Graeme Burns
- Born: Graeme George Burns 29 October 1971 (age 54) Edinburgh, Scotland
- School: Daniel Stewart's and Melville College

Rugby union career

Amateur team(s)
- Years: Team / Apps / (Points)
- 1990−: Stewart's Melville RFC
- 1996: Watsonians RFC

Senior career
- Years: Team / Apps / (Points)
- −2004: Edinburgh Rugby

International career
- Years: Team / Apps / (Points)
- 1997: Scotland 7s
- 2001: Scotland A
- 1999−2002: Scotland / 4 / (0)

Coaching career
- Years: Team
- −2009: Haddington RFC

= Graeme Burns =

Scotland international rugby union player

Graeme George Burns (born 29 October 1971) is a Scottish rugby union coach and former player. He gained four international caps for the Scotland national rugby union team and captained the Scotland A team and Scotland 7s team. He began playing rugby in the amateur era, then went on to captain Edinburgh Rugby as a professional.

==Early life==
Burns was born on 29 October 1971 in Edinburgh, Scotland. He was educated at Daniel Stewart's and Melville College.

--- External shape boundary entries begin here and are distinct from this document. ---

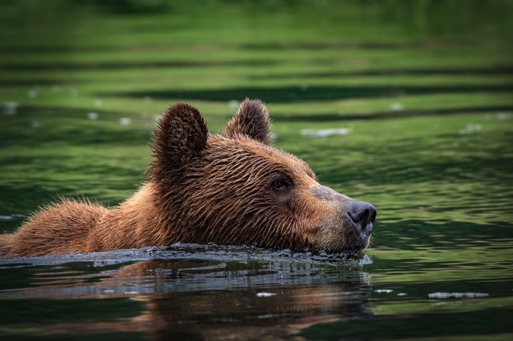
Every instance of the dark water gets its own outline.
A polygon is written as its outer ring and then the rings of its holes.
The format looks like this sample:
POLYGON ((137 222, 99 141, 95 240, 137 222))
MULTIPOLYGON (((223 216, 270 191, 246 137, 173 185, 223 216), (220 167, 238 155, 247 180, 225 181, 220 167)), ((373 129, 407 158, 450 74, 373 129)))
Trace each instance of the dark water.
POLYGON ((348 260, 181 244, 2 260, 0 333, 16 339, 507 339, 511 226, 489 227, 477 236, 471 224, 378 224, 380 246, 348 260), (408 241, 393 249, 398 236, 408 241))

In 1990 he played for under-18 side while at Stewart's Melville RFC.

Burns captain Scotland at the 1997 Rugby World Cup Sevens.

His first cap for the Scotland XV came against Italy in a Five Nations at Murrayfield on 6 March 1999. His final appearance for Scotland was on tour against the United States of America at San Francisco on 22 June 2002. He was a replacement in all four of his international caps.

In 2001 he captained the Scotland A side.

He played his last match for Edinburgh in May 2004 before he was released by the side.

He was a coach at Haddington RFC, leaving the post in 2009.